We get. We get it. The New Hampshire Union Leader’s publisher, Joe McQuaid, is steamed, one of his reporters confided to a Republican campaign operative (a real operative, not a candidate demanding to be called an operative). Well, it’s not pleasant to be bashed by journalism-ethics gurus like Bob Zelnick and Andy Alexander on his complicity with the Gingrich campaign and then hounded to respond to those indictments. And it can’t be fun to get an earful from the Columbia Journalism Review:
[T] his story raises serious concerns about sourcing practices at the Union Leader. While granting anonymity to sources is justifiable under certain circumstances, providing a candidate the opportunity to rebut criticism from his opponents while posing as one of his own aides does not meet any reasonable journalistic standard for the practice.

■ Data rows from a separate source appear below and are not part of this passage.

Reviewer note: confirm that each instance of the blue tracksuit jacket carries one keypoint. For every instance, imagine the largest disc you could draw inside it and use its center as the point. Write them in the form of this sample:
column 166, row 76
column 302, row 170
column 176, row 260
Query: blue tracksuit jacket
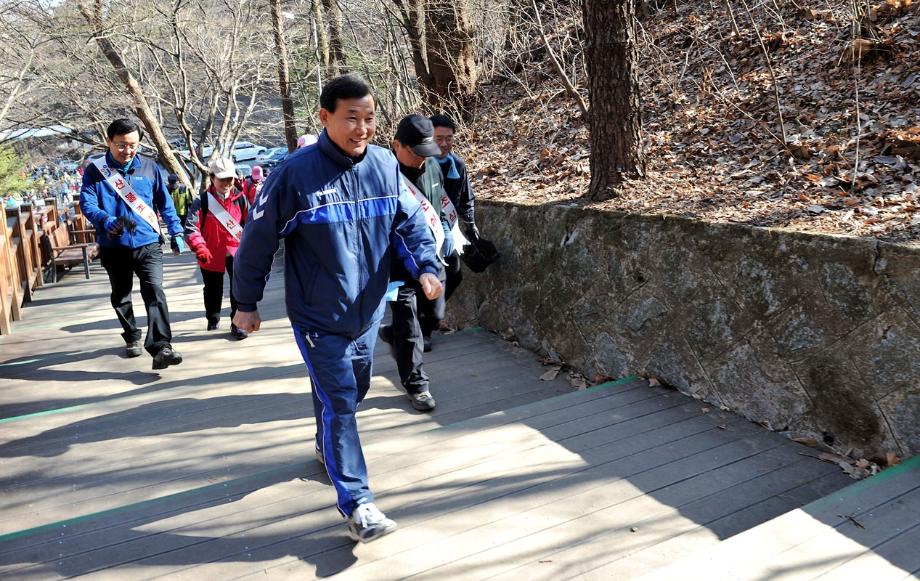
column 99, row 201
column 341, row 221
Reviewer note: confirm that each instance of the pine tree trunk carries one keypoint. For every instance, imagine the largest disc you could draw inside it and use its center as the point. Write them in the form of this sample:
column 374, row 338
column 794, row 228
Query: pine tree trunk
column 613, row 83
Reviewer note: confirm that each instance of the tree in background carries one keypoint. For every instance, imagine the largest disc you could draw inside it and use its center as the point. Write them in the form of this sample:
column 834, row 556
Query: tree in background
column 12, row 180
column 615, row 117
column 440, row 34
column 284, row 77
column 96, row 19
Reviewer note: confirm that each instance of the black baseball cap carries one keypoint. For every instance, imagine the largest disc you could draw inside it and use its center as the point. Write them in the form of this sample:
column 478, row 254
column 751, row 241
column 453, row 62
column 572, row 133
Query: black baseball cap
column 417, row 133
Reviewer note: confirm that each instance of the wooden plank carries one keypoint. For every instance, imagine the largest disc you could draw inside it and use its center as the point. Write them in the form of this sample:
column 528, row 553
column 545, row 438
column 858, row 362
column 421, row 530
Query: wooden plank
column 406, row 480
column 454, row 461
column 842, row 543
column 894, row 559
column 742, row 552
column 457, row 501
column 681, row 528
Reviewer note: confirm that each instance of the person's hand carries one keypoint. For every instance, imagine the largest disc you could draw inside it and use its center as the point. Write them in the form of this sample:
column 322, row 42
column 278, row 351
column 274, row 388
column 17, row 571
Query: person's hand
column 249, row 322
column 431, row 285
column 204, row 254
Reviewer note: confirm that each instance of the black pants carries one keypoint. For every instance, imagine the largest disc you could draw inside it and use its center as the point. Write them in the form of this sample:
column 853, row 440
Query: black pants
column 214, row 292
column 146, row 262
column 413, row 315
column 454, row 275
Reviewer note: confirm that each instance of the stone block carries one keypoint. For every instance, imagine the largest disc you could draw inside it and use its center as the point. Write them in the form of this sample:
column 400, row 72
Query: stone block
column 841, row 406
column 753, row 381
column 886, row 354
column 901, row 410
column 808, row 326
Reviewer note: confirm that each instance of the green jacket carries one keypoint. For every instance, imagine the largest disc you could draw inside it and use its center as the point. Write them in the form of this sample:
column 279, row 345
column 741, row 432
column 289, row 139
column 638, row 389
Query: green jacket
column 182, row 199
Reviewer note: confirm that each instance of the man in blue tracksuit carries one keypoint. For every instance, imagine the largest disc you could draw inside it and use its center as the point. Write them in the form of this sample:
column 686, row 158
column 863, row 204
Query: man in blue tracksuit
column 343, row 212
column 128, row 244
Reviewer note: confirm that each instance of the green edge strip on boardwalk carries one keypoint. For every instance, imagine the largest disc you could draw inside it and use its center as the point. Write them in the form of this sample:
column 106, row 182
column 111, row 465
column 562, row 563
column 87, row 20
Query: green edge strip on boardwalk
column 43, row 413
column 137, row 505
column 618, row 382
column 857, row 487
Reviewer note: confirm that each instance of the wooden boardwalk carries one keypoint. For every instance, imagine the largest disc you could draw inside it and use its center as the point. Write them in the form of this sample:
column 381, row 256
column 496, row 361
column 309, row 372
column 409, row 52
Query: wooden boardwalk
column 206, row 470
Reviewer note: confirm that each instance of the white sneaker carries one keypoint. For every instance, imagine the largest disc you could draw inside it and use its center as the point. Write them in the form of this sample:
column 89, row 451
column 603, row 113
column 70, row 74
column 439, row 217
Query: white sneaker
column 367, row 523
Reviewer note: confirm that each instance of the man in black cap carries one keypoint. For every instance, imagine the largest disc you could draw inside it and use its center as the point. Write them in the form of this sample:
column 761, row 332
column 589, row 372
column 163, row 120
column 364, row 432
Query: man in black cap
column 415, row 316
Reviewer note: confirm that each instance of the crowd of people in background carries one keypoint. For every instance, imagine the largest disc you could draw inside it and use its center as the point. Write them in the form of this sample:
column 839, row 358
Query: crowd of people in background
column 410, row 205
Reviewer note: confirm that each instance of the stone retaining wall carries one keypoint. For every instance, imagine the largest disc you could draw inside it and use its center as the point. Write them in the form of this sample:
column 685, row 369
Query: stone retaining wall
column 807, row 333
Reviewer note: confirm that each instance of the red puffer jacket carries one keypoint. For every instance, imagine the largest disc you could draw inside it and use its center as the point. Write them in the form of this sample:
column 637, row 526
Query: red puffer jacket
column 204, row 230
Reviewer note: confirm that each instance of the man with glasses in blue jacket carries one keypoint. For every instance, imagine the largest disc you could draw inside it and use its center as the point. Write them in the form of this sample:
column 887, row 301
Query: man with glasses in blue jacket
column 343, row 212
column 121, row 195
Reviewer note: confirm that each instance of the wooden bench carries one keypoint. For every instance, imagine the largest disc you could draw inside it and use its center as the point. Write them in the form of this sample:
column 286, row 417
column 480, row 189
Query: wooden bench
column 10, row 285
column 59, row 249
column 22, row 228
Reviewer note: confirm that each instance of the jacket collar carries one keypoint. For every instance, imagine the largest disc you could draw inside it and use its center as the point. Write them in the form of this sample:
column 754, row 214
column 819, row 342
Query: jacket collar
column 332, row 151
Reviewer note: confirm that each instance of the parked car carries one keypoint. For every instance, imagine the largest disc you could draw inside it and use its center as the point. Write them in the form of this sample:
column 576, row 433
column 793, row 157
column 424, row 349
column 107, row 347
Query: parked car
column 206, row 151
column 244, row 170
column 268, row 153
column 244, row 150
column 279, row 155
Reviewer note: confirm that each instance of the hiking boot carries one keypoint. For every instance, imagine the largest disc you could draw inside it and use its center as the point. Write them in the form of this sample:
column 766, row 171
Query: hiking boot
column 133, row 349
column 166, row 357
column 423, row 402
column 367, row 523
column 386, row 335
column 237, row 333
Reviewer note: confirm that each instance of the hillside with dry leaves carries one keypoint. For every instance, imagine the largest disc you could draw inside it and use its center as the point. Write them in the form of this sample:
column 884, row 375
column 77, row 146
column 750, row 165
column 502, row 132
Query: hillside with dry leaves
column 848, row 88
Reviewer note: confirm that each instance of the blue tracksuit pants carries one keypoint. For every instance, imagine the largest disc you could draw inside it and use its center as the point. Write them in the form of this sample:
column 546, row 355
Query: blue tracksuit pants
column 340, row 370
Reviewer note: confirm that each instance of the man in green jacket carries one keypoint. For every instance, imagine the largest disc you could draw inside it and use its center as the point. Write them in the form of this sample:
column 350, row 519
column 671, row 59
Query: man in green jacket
column 182, row 198
column 414, row 316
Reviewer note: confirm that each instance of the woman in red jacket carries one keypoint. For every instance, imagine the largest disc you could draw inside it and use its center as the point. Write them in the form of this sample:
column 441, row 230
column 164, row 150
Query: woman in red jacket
column 213, row 231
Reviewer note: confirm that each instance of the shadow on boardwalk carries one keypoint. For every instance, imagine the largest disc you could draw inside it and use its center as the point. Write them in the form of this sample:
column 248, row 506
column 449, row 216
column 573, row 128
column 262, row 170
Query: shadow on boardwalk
column 205, row 470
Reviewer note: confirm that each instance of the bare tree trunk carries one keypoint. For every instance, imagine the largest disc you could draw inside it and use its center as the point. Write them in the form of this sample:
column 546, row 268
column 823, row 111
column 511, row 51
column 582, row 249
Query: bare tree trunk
column 337, row 64
column 440, row 36
column 613, row 80
column 141, row 107
column 451, row 60
column 284, row 82
column 319, row 15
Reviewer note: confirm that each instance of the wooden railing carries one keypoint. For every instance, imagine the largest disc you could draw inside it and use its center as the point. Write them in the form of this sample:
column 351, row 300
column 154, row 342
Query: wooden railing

So, quite predictably McQuaid lashes out. Not at Newt Gingrich, who asked to be identified as a “senior aide ” in responding to criticisms leveled by former New Hampshire governor John Sununu. Not at R.C. Hammond, the Gingrich spokesman who blabbed to the New York Times, thereby embarrassing his boss and setting the Union Leader up for much grief. No, he churns out another predictable screed about Mitt Romney (he’s “desperate” says Gingrich-backer McQuaid). He angrily accuses Sununu of carrying a grudge against Gingrich. Does he even mention his paper’s own mischief-making? Does he offer an apology? No. He won’t discuss his paper’s conduct, resorting to, of all things, journalistic ethics (they don’t talk about sources) in rebuffing multiple press inquiries.
I think voters can safely disregard McQuaid’s views and his paper’s reporting on the election. They’ve let their own grudges override journalistic judgment and integrity. Frankly, if we want to get Gingrich press releases, we can ask the candidate, or his “senior aide.”